A HyperLink can be a picture (or part of it. see bit_mapping), a word, a sentence, in fact, anything on the page. It can link to, a file, a picture, a page and another website (which really is a web page.) or a portion thereof.
There is a very good page on HyperLinks at www.w3.org.
In simple terms, a link is constructed with two anchors and a direction. The first anchor is the destination: < a href="destination.html"> which is, of course, where the Link will take you.
The second anchor is the Source, which can be anything on the page, which will often be underlined, or change color when the cursor is over it. In the case of a picture, or graphic, it may have a colored border. This depends on how the website is set up.
When the link goes to a certain portion of a page, it is also called an Anchor. It doesn't have to stay on the same page as the HyperLink.
A simple link to another page would be written like this: <a href="other_page.html">Another page</a> This is assuming the page is in the same location as the link page.

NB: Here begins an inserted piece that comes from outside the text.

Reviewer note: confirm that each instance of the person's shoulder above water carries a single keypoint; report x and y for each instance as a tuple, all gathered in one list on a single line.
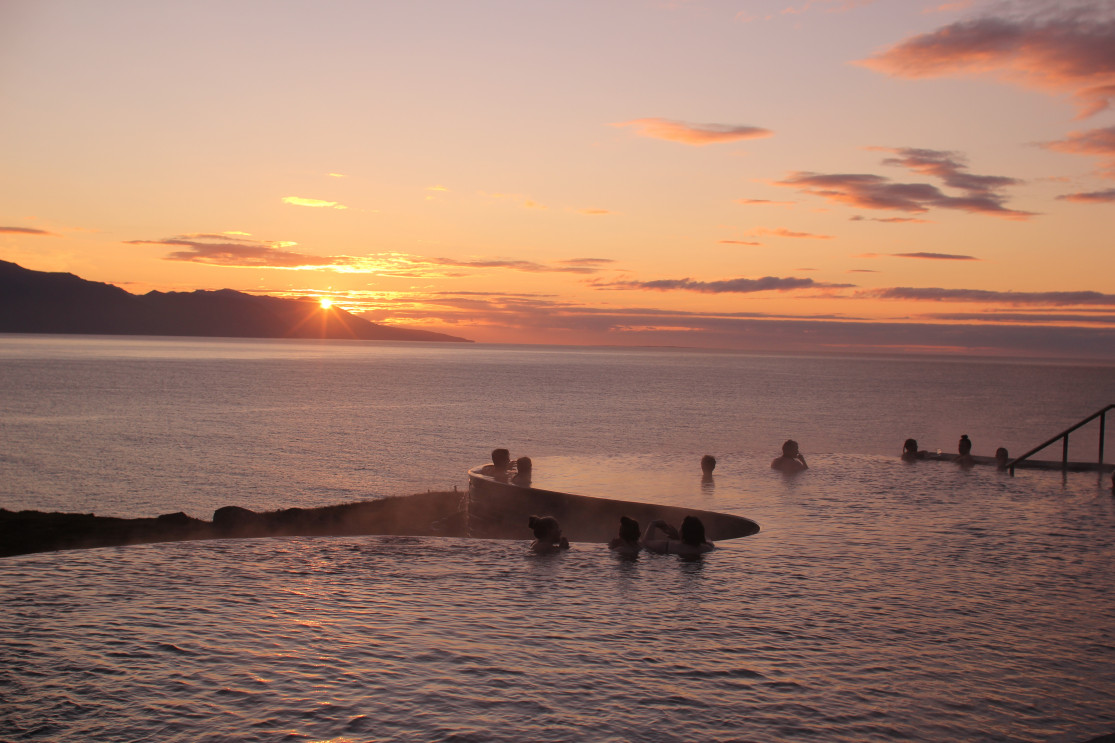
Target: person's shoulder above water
[(627, 542), (910, 451), (501, 462), (548, 537), (965, 452), (688, 541), (791, 460), (523, 471)]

If the target page is in another folder, say one called "my_pages", the link would look like this: <a href="my_pages/other_page.html">Another page</a>. Please notice there are NO spaces in the filenames.
Now, let's say there is a very long page with a section we want to link to near the bottom. But, we don't want to make someone scroll down the length of the page to get to it.
Write the code like this: <a href="other_page.html#the_place">Another page</a>. Then in the page "another_page.html", at the spot where we want to go, we put the code: <a name="the_place"></a>. If you click on the link above to bit_mapping, you will notice it takes you right to the section of the page that tells about Bit Mapping.
Notice there is no space between the tag other_page.html and the # defining the anchor name. If one is left there, it might work, however, validation will say there's an error.
These are called Relative Links
Now, a situation might arise, especially with menus, where you have a page menu several levels deep, maybe in an Include and want to use the same menu code for all pages. That's where Absolute Links come in.
A novel way to look at it is: There are many rooms in your house, just as there are many folders in a website. You can give directions to an item in a room in your house in two ways. You can give directions from where you are right now. This would be Relative. This is fine, except, the directions will change depending on which room you start from.
However, if directions are given from the front door, Absolute, It doesn't matter where you happen to be, the directions will remain the same.
This would be written: <a href="http://www.yoursite.com/other_page.html">Another page</a>
What we are doing is going in the front door of the website.